Photo of young Japanese knotweed shoots.

David Beaulieu

Elsewhere, I have nicknamed Japanese knotweed the "Godzilla weed." That's because this noxious weed (Polygonum cuspidatum) is the most difficult invasive plant to eradicate that you are ever likely to encounter! More typical nicknames you'll find for this plant are "Mexican bamboo" and "Japanese bamboo."

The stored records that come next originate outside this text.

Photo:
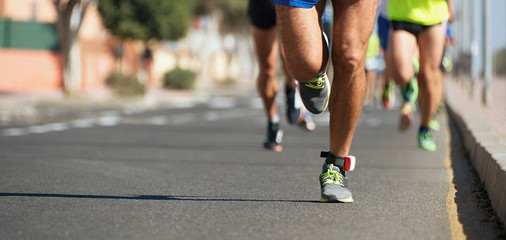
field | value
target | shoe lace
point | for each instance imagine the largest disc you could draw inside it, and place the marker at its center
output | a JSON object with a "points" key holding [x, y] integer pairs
{"points": [[315, 83], [332, 176], [425, 137]]}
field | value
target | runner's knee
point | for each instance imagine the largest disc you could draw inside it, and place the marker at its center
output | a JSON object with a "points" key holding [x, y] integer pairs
{"points": [[349, 60]]}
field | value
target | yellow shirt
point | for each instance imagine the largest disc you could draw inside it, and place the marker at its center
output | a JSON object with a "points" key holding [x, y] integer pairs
{"points": [[424, 12]]}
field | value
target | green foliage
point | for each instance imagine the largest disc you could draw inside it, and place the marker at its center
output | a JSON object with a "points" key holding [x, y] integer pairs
{"points": [[179, 79], [235, 14], [500, 62], [125, 85], [147, 19]]}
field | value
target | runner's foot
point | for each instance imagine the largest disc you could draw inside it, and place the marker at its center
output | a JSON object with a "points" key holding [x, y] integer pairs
{"points": [[274, 137], [425, 141], [315, 93], [333, 181]]}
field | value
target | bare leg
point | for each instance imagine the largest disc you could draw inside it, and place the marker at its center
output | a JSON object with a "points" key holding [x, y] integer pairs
{"points": [[301, 35], [402, 47], [371, 83], [266, 50], [431, 43], [353, 24]]}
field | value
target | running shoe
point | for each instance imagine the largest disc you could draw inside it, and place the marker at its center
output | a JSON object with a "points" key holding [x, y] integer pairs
{"points": [[434, 125], [315, 93], [274, 137], [305, 121], [293, 110], [425, 141], [333, 181], [388, 97]]}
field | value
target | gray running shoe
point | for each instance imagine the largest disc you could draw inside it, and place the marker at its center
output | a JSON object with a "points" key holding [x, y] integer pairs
{"points": [[333, 181], [315, 93], [274, 137]]}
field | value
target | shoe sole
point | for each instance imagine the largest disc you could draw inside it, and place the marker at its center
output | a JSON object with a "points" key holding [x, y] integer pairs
{"points": [[343, 200], [406, 121], [275, 148]]}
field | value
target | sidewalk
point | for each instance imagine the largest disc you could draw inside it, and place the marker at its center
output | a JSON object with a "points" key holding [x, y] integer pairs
{"points": [[483, 130]]}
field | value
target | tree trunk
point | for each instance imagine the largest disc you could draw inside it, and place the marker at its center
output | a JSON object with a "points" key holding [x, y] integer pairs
{"points": [[70, 15]]}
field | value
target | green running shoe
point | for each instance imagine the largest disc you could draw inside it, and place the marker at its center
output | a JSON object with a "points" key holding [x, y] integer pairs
{"points": [[333, 181], [434, 125], [315, 93], [426, 142]]}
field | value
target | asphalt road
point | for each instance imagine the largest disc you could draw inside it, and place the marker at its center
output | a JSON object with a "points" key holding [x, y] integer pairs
{"points": [[199, 172]]}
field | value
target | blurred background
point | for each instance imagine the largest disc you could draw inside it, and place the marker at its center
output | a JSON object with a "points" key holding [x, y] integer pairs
{"points": [[131, 46]]}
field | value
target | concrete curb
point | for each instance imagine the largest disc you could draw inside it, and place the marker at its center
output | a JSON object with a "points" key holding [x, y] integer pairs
{"points": [[487, 152]]}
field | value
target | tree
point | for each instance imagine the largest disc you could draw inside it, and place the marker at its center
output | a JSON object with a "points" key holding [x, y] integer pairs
{"points": [[70, 15], [500, 62], [147, 19]]}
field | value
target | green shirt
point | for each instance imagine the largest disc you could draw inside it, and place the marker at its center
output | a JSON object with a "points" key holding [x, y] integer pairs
{"points": [[424, 12]]}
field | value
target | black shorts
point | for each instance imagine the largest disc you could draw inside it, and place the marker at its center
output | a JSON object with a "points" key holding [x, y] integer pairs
{"points": [[262, 13], [413, 28]]}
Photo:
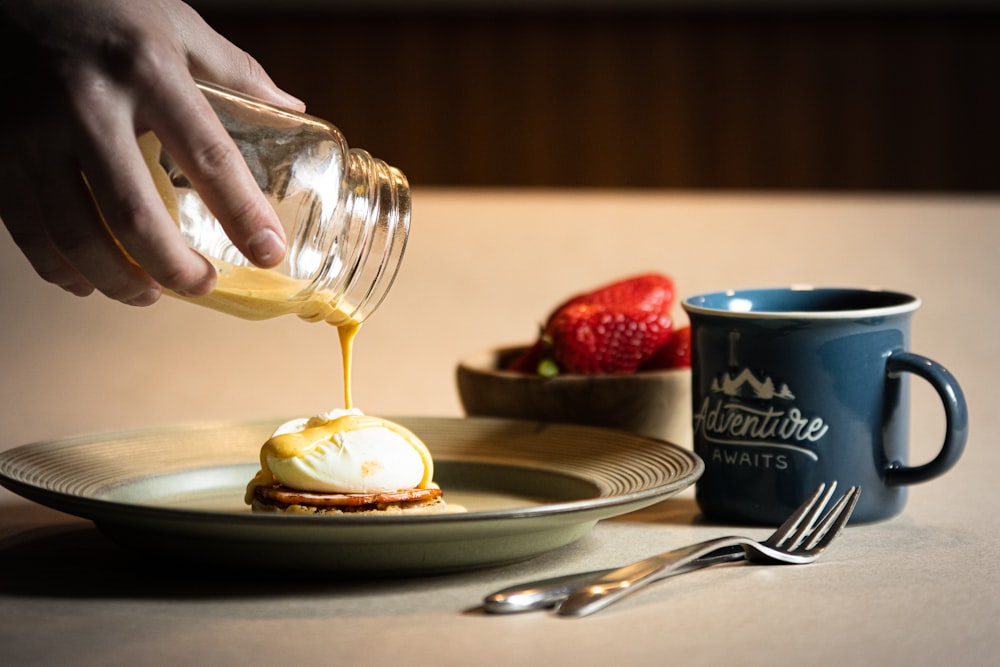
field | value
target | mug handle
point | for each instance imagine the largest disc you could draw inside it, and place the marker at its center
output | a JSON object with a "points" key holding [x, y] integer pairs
{"points": [[955, 411]]}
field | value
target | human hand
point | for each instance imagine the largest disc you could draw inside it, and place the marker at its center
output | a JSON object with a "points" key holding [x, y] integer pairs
{"points": [[82, 79]]}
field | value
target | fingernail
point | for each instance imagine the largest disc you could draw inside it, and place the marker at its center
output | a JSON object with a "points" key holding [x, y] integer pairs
{"points": [[266, 248], [146, 298], [290, 100], [200, 288]]}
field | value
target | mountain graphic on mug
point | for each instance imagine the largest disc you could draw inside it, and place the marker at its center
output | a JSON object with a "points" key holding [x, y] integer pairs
{"points": [[747, 385]]}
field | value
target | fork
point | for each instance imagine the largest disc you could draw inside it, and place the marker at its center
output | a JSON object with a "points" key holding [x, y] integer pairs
{"points": [[798, 540]]}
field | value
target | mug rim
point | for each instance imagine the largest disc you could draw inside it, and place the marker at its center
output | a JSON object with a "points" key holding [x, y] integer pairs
{"points": [[900, 303]]}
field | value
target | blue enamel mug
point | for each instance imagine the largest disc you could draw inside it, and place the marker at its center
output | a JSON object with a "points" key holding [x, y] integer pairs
{"points": [[792, 387]]}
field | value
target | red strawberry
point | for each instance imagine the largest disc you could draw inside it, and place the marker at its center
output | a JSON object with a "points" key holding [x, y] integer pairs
{"points": [[598, 338], [613, 329], [675, 353], [650, 291]]}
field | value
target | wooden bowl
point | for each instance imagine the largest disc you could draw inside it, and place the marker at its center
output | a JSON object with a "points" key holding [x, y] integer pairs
{"points": [[655, 404]]}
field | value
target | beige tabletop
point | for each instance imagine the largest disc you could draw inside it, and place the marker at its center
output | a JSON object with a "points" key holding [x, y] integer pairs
{"points": [[482, 268]]}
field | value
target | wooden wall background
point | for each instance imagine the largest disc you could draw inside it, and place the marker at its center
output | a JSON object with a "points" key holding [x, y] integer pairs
{"points": [[858, 100]]}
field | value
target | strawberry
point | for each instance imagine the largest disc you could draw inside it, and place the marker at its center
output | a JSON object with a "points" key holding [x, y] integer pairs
{"points": [[597, 338], [613, 329], [650, 291], [675, 353]]}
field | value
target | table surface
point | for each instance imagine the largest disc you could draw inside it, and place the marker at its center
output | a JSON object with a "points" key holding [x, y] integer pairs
{"points": [[482, 268]]}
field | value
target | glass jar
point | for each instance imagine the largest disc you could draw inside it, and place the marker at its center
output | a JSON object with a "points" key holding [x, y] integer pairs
{"points": [[345, 214]]}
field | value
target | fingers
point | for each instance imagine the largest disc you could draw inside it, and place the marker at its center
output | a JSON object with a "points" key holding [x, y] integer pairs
{"points": [[226, 64], [133, 212], [193, 136]]}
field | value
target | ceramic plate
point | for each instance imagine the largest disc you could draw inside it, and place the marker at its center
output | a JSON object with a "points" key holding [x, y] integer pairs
{"points": [[178, 492]]}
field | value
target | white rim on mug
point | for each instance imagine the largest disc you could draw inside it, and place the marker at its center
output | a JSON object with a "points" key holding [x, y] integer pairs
{"points": [[741, 306]]}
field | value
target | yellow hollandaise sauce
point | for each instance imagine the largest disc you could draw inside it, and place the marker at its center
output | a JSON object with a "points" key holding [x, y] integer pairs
{"points": [[348, 453]]}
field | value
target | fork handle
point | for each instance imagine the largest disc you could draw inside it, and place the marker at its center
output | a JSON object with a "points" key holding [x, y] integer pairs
{"points": [[599, 593], [549, 592]]}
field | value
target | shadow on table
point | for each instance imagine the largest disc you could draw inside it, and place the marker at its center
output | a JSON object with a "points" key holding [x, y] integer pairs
{"points": [[73, 559], [77, 561]]}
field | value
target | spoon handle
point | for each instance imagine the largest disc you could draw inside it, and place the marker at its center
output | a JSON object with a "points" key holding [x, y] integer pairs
{"points": [[546, 593]]}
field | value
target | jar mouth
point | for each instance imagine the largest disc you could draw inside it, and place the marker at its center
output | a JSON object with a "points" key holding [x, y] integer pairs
{"points": [[372, 246]]}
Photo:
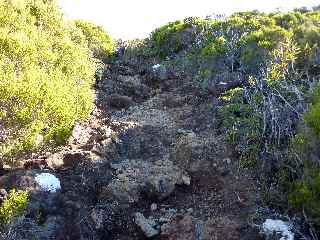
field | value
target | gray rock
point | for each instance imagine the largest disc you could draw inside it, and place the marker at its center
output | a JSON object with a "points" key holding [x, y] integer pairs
{"points": [[147, 226], [119, 101]]}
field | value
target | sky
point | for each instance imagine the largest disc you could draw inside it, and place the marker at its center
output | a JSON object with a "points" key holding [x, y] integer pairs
{"points": [[128, 19]]}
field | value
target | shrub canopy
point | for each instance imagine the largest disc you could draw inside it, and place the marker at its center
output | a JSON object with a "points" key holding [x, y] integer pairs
{"points": [[46, 75]]}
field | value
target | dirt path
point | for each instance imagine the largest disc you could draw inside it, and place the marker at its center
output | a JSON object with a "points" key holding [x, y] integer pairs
{"points": [[150, 163]]}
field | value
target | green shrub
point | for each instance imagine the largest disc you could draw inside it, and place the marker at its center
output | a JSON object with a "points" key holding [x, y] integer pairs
{"points": [[46, 75], [313, 116], [100, 43], [13, 206]]}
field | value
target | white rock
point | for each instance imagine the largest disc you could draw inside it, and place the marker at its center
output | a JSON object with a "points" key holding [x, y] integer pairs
{"points": [[48, 182], [270, 226], [147, 226]]}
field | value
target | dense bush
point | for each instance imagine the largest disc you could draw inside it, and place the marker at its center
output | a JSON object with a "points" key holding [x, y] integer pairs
{"points": [[100, 43], [13, 206], [46, 73]]}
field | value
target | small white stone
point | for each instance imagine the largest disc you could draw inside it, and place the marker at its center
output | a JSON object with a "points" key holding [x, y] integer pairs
{"points": [[186, 180], [155, 67], [48, 182], [270, 226], [154, 207]]}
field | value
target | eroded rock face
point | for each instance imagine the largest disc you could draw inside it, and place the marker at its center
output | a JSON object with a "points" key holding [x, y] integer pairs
{"points": [[147, 226], [142, 142], [189, 228], [137, 178], [119, 101], [193, 152]]}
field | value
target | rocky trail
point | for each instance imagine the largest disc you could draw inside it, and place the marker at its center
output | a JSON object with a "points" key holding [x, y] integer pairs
{"points": [[150, 163]]}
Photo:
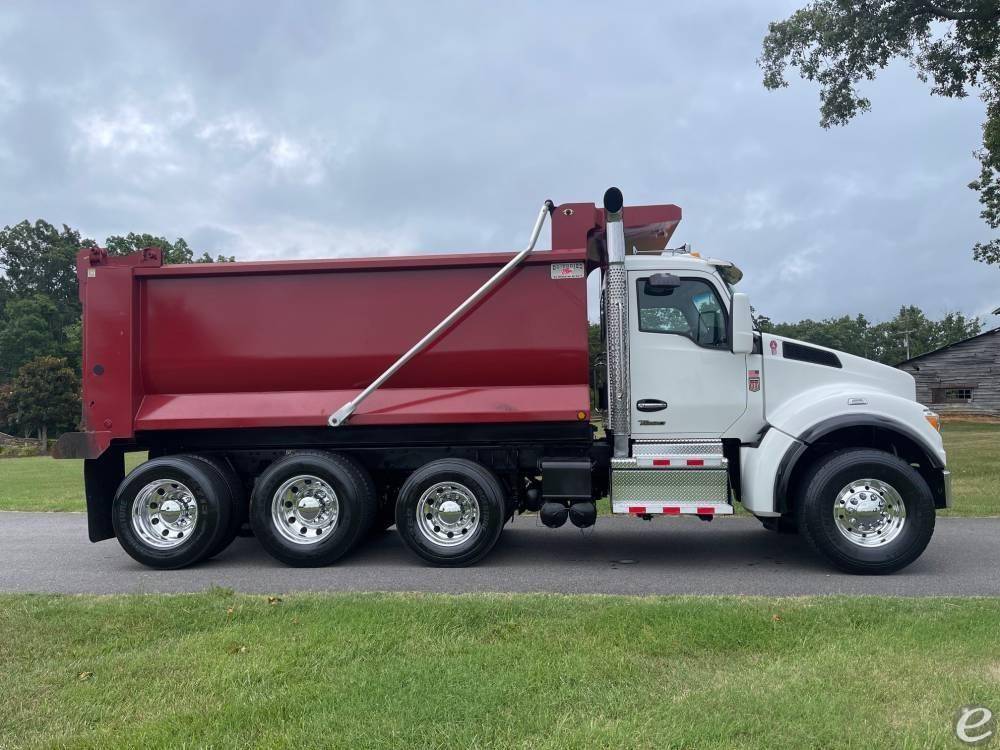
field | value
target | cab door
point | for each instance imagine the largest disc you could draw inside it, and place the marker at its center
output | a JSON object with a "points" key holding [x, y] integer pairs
{"points": [[684, 380]]}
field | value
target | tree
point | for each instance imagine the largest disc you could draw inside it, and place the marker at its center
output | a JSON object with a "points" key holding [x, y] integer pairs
{"points": [[954, 43], [173, 252], [29, 328], [40, 259], [45, 393], [7, 421], [909, 334]]}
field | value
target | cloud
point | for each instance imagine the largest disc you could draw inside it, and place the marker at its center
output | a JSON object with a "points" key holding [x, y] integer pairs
{"points": [[271, 130]]}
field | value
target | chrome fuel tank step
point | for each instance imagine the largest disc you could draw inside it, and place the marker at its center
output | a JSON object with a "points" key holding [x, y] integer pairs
{"points": [[671, 479]]}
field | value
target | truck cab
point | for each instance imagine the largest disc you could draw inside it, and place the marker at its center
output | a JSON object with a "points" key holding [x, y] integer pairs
{"points": [[705, 410]]}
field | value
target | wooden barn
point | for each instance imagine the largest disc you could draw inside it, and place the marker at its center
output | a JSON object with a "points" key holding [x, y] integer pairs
{"points": [[961, 378]]}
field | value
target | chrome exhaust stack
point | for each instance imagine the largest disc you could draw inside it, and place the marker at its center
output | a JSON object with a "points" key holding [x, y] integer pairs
{"points": [[616, 318]]}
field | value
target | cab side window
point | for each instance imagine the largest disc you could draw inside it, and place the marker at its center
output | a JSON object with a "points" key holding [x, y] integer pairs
{"points": [[692, 309]]}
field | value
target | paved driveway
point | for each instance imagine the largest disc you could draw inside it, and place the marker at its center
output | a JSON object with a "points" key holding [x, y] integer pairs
{"points": [[49, 552]]}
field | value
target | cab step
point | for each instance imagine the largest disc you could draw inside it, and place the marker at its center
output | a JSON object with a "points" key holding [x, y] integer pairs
{"points": [[673, 509], [672, 478]]}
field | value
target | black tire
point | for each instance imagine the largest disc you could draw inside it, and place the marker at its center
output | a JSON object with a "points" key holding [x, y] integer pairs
{"points": [[211, 497], [488, 493], [237, 496], [834, 472], [356, 507]]}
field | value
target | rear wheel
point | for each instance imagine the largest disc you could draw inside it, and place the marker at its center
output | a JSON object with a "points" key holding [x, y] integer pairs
{"points": [[309, 508], [866, 511], [172, 512], [450, 512], [237, 499]]}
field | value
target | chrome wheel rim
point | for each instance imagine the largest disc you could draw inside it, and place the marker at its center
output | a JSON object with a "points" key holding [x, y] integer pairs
{"points": [[869, 512], [447, 514], [305, 509], [164, 514]]}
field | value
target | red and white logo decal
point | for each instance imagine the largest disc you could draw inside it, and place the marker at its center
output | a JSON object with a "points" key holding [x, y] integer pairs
{"points": [[567, 271]]}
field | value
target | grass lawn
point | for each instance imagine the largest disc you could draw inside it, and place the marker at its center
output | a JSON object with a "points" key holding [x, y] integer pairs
{"points": [[974, 459], [534, 671], [43, 483]]}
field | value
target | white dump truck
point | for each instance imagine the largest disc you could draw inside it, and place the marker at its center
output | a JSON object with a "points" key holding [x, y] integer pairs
{"points": [[315, 400]]}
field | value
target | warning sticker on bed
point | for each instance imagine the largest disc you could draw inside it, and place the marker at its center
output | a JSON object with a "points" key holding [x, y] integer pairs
{"points": [[567, 270]]}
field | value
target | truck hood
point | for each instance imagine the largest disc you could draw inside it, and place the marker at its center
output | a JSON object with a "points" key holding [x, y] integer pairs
{"points": [[792, 368]]}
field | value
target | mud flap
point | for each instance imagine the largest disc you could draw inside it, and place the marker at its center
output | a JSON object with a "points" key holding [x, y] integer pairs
{"points": [[101, 478]]}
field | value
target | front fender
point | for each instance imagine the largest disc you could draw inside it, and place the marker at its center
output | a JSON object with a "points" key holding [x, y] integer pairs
{"points": [[766, 469], [819, 411]]}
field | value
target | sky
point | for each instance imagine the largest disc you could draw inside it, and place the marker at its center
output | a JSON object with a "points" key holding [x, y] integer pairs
{"points": [[324, 129]]}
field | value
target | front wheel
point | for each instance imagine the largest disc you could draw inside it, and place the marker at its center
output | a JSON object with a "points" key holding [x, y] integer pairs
{"points": [[866, 511]]}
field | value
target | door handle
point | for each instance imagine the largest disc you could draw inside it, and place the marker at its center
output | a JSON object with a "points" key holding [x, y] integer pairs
{"points": [[650, 404]]}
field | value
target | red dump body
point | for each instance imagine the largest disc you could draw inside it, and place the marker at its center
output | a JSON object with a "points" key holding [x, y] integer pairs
{"points": [[286, 343]]}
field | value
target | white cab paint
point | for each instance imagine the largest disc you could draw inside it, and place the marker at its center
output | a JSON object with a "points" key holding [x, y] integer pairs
{"points": [[705, 389]]}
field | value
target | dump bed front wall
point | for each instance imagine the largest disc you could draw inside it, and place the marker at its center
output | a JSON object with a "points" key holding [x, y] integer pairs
{"points": [[270, 347]]}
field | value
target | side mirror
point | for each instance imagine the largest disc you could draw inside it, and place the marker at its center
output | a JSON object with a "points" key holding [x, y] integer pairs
{"points": [[661, 284], [742, 324]]}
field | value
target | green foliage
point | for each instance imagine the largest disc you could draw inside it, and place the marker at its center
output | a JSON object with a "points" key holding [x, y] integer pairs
{"points": [[28, 329], [883, 342], [40, 259], [177, 251], [45, 393], [953, 43], [40, 307], [491, 671], [7, 422]]}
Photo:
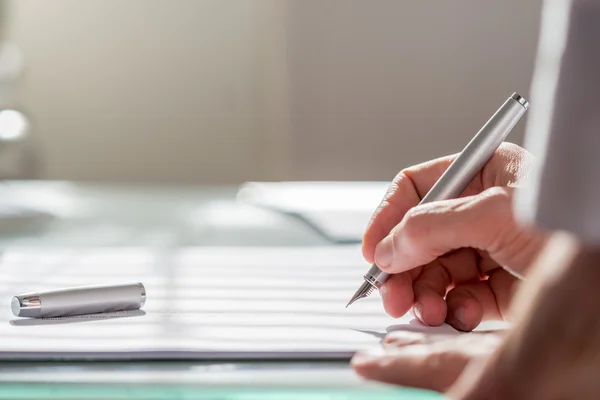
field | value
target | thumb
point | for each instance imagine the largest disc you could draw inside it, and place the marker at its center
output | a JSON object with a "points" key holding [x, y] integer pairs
{"points": [[484, 221]]}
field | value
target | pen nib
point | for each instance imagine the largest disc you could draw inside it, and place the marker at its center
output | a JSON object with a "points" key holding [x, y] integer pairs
{"points": [[363, 291]]}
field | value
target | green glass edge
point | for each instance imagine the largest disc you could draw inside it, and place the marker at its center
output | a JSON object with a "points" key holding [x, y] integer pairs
{"points": [[54, 391]]}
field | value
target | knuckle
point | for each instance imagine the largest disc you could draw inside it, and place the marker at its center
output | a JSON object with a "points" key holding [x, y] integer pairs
{"points": [[497, 196], [414, 225]]}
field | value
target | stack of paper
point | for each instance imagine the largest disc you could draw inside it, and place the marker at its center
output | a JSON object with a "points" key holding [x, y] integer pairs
{"points": [[202, 303]]}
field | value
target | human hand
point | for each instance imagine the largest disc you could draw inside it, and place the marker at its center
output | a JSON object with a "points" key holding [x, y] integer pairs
{"points": [[451, 258], [553, 350]]}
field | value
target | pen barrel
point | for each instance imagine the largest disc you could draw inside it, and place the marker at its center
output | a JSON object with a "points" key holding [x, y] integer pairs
{"points": [[469, 162], [478, 151], [80, 301]]}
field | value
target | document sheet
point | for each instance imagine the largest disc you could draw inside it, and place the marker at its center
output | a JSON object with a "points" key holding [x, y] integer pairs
{"points": [[202, 303]]}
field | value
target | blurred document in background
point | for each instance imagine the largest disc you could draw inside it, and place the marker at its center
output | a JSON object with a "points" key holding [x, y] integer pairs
{"points": [[338, 210]]}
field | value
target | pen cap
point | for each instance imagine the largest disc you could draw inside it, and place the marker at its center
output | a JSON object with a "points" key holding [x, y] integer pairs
{"points": [[26, 305], [80, 301]]}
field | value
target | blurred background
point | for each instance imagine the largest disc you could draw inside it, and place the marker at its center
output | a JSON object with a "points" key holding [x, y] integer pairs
{"points": [[214, 91]]}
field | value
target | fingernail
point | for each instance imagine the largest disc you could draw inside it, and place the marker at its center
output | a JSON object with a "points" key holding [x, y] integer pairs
{"points": [[383, 292], [418, 309], [458, 319], [459, 315], [368, 356], [384, 252]]}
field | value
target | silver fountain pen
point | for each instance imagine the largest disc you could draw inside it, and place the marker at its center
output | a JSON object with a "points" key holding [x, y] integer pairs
{"points": [[461, 172]]}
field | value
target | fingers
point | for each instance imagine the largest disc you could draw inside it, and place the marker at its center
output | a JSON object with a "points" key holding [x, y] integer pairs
{"points": [[405, 191], [430, 289], [508, 166], [397, 295], [484, 221], [417, 360], [436, 278], [488, 300]]}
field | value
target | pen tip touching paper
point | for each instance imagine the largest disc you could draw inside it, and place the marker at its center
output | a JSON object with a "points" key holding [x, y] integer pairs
{"points": [[363, 291]]}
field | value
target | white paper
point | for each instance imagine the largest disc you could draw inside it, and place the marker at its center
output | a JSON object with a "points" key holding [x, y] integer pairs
{"points": [[338, 210], [202, 303]]}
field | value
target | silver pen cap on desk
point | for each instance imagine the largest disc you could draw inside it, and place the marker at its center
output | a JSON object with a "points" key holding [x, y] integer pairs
{"points": [[80, 300]]}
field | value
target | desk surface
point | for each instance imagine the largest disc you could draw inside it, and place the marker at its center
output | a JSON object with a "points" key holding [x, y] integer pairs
{"points": [[121, 215]]}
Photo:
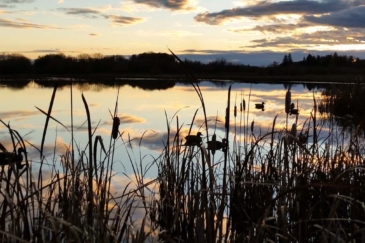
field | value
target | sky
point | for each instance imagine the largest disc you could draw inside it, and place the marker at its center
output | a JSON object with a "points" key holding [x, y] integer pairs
{"points": [[246, 31]]}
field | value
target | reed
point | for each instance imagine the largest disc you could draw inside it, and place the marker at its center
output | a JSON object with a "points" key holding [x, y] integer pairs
{"points": [[281, 185]]}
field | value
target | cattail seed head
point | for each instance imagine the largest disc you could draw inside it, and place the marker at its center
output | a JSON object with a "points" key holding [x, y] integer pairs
{"points": [[287, 101], [115, 130]]}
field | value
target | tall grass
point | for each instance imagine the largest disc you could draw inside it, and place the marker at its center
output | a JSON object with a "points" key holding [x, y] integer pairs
{"points": [[73, 201], [303, 182], [282, 187]]}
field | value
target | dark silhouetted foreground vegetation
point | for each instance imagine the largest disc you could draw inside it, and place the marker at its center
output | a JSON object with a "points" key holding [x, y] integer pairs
{"points": [[152, 64], [290, 184]]}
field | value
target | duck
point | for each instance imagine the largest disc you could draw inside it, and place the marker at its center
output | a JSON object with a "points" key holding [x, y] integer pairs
{"points": [[292, 110], [8, 158], [192, 140], [217, 145], [260, 106]]}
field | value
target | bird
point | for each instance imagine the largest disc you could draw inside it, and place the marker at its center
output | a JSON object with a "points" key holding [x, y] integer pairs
{"points": [[292, 110], [260, 106], [192, 140], [217, 145], [8, 158]]}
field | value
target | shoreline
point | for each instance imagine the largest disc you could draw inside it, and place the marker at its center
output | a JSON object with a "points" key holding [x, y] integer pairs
{"points": [[243, 78]]}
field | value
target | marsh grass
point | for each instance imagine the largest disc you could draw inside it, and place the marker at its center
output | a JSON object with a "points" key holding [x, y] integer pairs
{"points": [[297, 183], [280, 187], [73, 201]]}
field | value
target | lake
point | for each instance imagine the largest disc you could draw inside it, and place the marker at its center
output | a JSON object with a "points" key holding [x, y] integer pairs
{"points": [[144, 111]]}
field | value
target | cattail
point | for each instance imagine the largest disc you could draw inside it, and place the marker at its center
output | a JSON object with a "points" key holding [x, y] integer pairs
{"points": [[227, 119], [293, 133], [115, 130], [214, 140], [287, 101]]}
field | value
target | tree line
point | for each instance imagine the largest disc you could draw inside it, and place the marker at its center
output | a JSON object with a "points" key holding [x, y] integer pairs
{"points": [[163, 63]]}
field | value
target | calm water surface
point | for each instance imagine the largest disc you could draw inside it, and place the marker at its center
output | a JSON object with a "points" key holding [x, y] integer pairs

The picture here shows what the new shoots look like. When its "bamboo shoots" first appear in spring, they can be considered edible weeds. I would be very cautious, though, in harvesting this plant for eating -- no matter how tender and nutritious the new shoots are supposed to be. The reason for my caution? Well, because this noxious weed is so difficult to get rid of, people have thrown everything but the kitchen sink at it over the years, in attempts to eliminate it. That includes toxic substances. So unless you are very familiar with the ground where a potential crop of Japanese knotweed is growing, I would err on the side of safety and refrain from harvesting it for culinary purposes.

The tender Japanese bamboo shoots eventually harden as they grow taller, then die in winter, becoming brittle canes (the root system lives on underground, unfortunately). Even as new shoots in spring, though, they have the strength of Godzilla: many a time I have seen them exploiting cracks in concrete in urban areas to push there way up through sidewalks, driveways or paved parking lots.